To evaluate further the regulatory mechanism of G-Rp1-mediated apoptosis, small-interfering (si)RNA for Apo-A1 was introduced into the G-Rp1-treated LoVo cells. As shown in Fig. 5A, c-PARP and p53 were enhanced in siApo-A1-treated cells in the presence of G-Rp1, implying that these proteins might participate in G-Rp1-induced apoptotic activity. Indeed, siApo-A1 treatment decreased the cell proliferation capacity of LoVo cells, although there was no significant difference (Fig. 5B). Importantly, the level of c-PARP in normal cells under siApo-A1 exposure was clearly upregulated, suggesting that Apo-A1 acts as an apoptosis-preventing protein. Indeed, it was proposed that Apo-A1 might act as a regulator of tumor growth and metastasis [23]. However, considering that Apo-A1 is highly expressed in primary cancer cells rather than just in the secondary state [24], it is possible that this protein is involved in reversing malignant cells back into a normal cycle of differentiation. Recent findings that Apo-A1 is capable of promoting the cardiac differentiation of embryonic stem cells and inducing pluripotent stem cells [25] support this assumption. Therefore, our data and those of previous reports suggest that Apo-A1 is involved in the antiproliferative and proapoptotic activities of G-Rp1, via regulation of cancer cell differentiation. Relevant hypotheses regarding the functional role of Apo-A1 in G-Rp1-mediated anticancer activity will be further tested in upcoming projects.

Fig. 5

Effect of siApo-A1 in G-Rp1-treated cancer cells. (A) The effect of siApo-A1 treatment was evaluated by analyzing major signaling molecules and transcription factors in LoVo cells by immunoblotting analysis. (A) The proliferation of siApo-A1-treated LoVo cells was determined by a conventional MTT assay. Data are presented as the mean ± standard error of the mean of three independent observations, performed in triplicate. siApo-A1 = small interfering apolipoprotein-A1; G-Rp1 = ginsenoside-Rp1; MTT = 3-(4,5-dimethylthiazol-2-yl)-2,5-diphenyltetrazolium bromide.

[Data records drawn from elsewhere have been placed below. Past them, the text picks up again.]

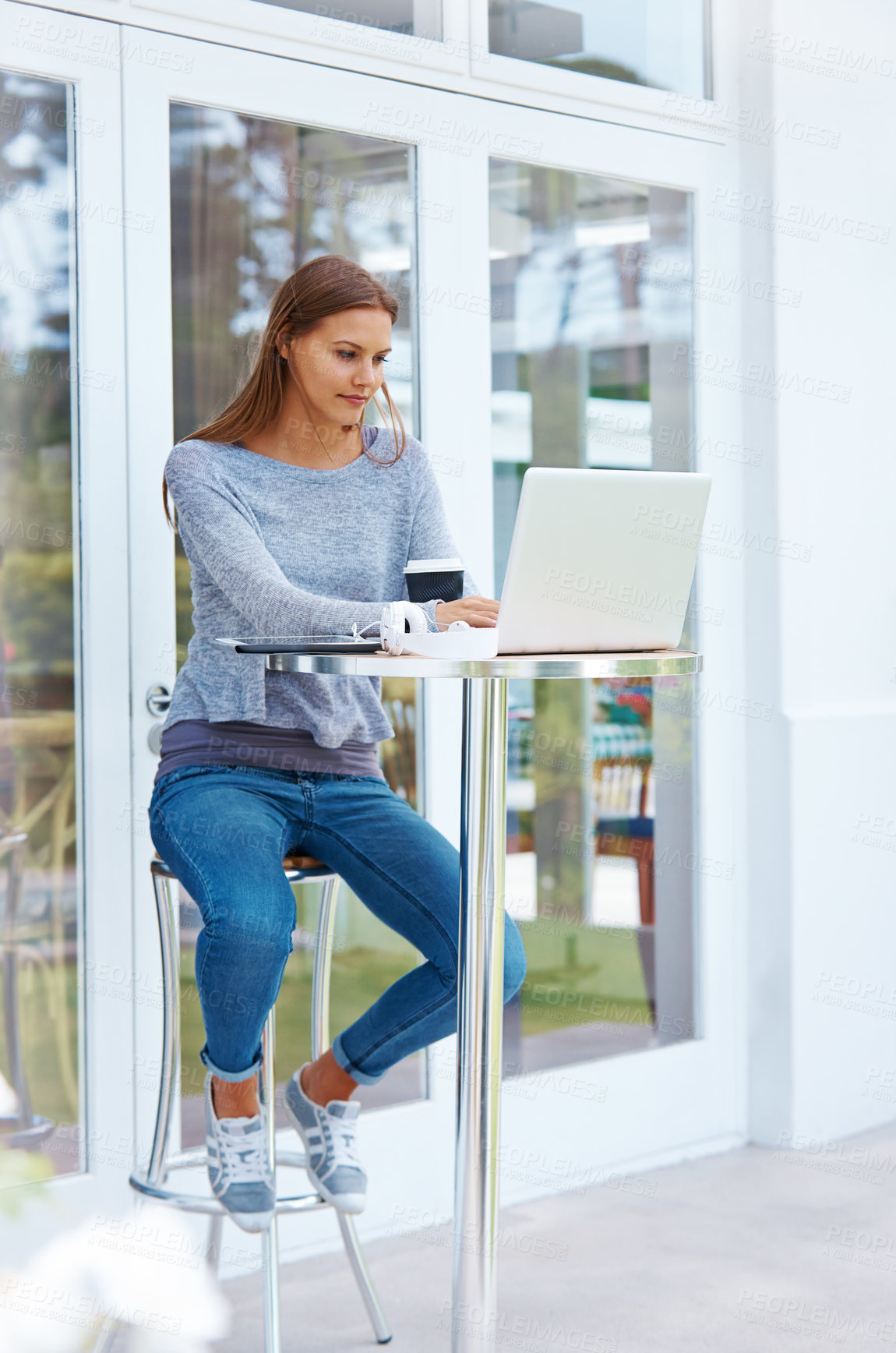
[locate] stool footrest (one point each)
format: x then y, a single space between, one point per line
211 1206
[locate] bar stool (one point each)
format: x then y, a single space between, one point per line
153 1180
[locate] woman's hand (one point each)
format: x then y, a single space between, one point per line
479 612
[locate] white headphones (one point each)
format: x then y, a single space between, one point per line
400 619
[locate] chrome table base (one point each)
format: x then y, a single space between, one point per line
482 893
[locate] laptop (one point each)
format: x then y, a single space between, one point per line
601 560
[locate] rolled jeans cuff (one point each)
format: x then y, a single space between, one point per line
345 1062
231 1076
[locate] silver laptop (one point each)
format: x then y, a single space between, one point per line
601 560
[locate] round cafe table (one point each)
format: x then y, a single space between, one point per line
482 862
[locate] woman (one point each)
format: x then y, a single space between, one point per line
298 520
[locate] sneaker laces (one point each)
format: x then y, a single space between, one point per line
341 1143
242 1158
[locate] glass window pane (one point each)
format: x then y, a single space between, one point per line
252 200
40 912
422 18
650 42
592 305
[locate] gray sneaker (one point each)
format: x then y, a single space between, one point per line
238 1167
329 1141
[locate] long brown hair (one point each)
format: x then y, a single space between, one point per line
319 288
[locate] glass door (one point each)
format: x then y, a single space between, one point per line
66 958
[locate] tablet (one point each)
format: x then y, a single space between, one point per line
303 645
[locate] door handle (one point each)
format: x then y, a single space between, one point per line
159 700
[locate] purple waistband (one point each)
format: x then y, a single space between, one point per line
194 742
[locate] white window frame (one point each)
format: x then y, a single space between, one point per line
659 1104
696 1083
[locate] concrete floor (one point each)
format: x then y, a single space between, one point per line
751 1252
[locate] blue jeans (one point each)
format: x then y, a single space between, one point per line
224 831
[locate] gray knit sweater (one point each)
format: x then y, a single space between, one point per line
279 549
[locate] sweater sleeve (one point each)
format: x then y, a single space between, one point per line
225 539
431 536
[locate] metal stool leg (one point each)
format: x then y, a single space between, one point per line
319 1042
213 1249
164 889
363 1279
270 1245
15 869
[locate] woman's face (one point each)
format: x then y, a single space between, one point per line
341 363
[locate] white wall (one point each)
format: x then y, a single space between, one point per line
820 627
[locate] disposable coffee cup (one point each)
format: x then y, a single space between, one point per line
435 579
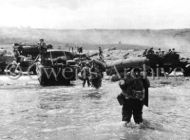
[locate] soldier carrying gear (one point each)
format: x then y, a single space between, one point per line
85 73
134 95
42 46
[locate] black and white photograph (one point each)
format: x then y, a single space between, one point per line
94 70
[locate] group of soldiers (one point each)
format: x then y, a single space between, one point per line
158 52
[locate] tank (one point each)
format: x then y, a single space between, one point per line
56 67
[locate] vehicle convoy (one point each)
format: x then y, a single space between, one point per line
25 56
56 67
167 63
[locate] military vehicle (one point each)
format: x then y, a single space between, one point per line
56 67
25 55
5 59
25 58
167 63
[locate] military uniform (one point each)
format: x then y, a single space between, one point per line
85 73
134 95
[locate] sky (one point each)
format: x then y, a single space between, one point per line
99 14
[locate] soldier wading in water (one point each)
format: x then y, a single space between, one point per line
134 95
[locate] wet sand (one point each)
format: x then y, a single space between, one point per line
31 112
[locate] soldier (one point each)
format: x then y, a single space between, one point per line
100 53
85 73
42 46
42 49
134 95
145 52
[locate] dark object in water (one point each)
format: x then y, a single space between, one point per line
56 68
121 99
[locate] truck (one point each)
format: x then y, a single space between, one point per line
56 67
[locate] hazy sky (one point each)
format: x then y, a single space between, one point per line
84 14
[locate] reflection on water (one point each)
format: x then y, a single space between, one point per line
31 112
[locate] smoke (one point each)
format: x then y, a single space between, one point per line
164 39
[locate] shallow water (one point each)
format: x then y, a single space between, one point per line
31 112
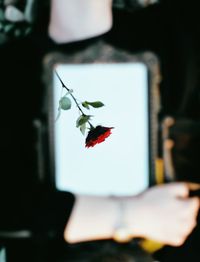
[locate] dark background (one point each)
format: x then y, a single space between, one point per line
170 30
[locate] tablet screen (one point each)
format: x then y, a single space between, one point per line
120 164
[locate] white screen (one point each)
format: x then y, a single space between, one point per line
119 165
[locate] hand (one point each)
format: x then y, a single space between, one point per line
164 213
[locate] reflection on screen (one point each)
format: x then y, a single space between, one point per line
119 165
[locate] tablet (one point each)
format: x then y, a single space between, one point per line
121 164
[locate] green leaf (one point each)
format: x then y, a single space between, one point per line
82 120
65 103
95 104
85 104
59 113
83 128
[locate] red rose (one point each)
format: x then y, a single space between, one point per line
97 135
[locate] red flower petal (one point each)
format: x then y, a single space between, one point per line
97 135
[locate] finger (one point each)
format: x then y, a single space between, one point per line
182 189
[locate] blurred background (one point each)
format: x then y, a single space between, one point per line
32 213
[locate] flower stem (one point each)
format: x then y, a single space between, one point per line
64 86
73 97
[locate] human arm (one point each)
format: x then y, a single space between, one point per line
163 213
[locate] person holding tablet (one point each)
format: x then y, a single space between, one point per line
164 213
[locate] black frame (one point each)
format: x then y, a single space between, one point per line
100 52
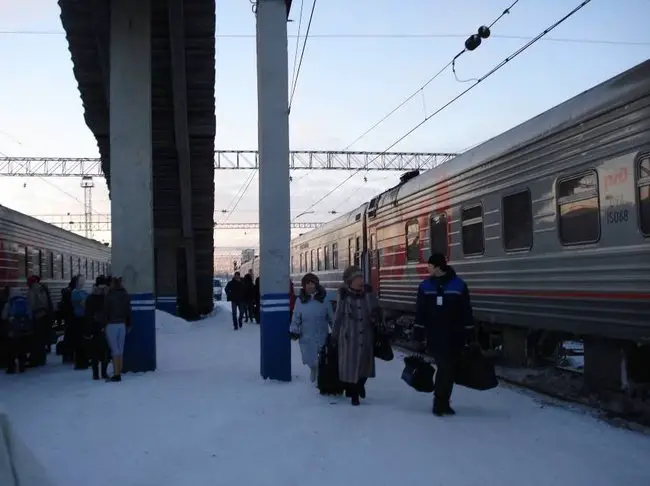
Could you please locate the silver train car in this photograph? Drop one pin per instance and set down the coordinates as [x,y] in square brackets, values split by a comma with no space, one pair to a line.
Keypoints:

In summary, we have demonstrated that G-Rp1 is capable of suppressing the proliferation of colorectal cancer cells and enhancing their apoptosis via enhanced levels of Apo-A1. The protein levels of c-PARP and p53 were enhanced under siApo-A1 treatment, therefore, the Apo-A1-mediated anticancer effect of G-Rp1 might be linked to the functional involvement of these proteins, as summarized in Fig. 6. Future studies will examine the exact molecular mechanism of Apo-A1-dependent G-Rp1 pharmacology in terms of its differentiation-inducing activities.

Fig. 6

Schematic diagram of ginsenoside-Rp1 action.

Conflicts of interest

The authors report no conflict of interests.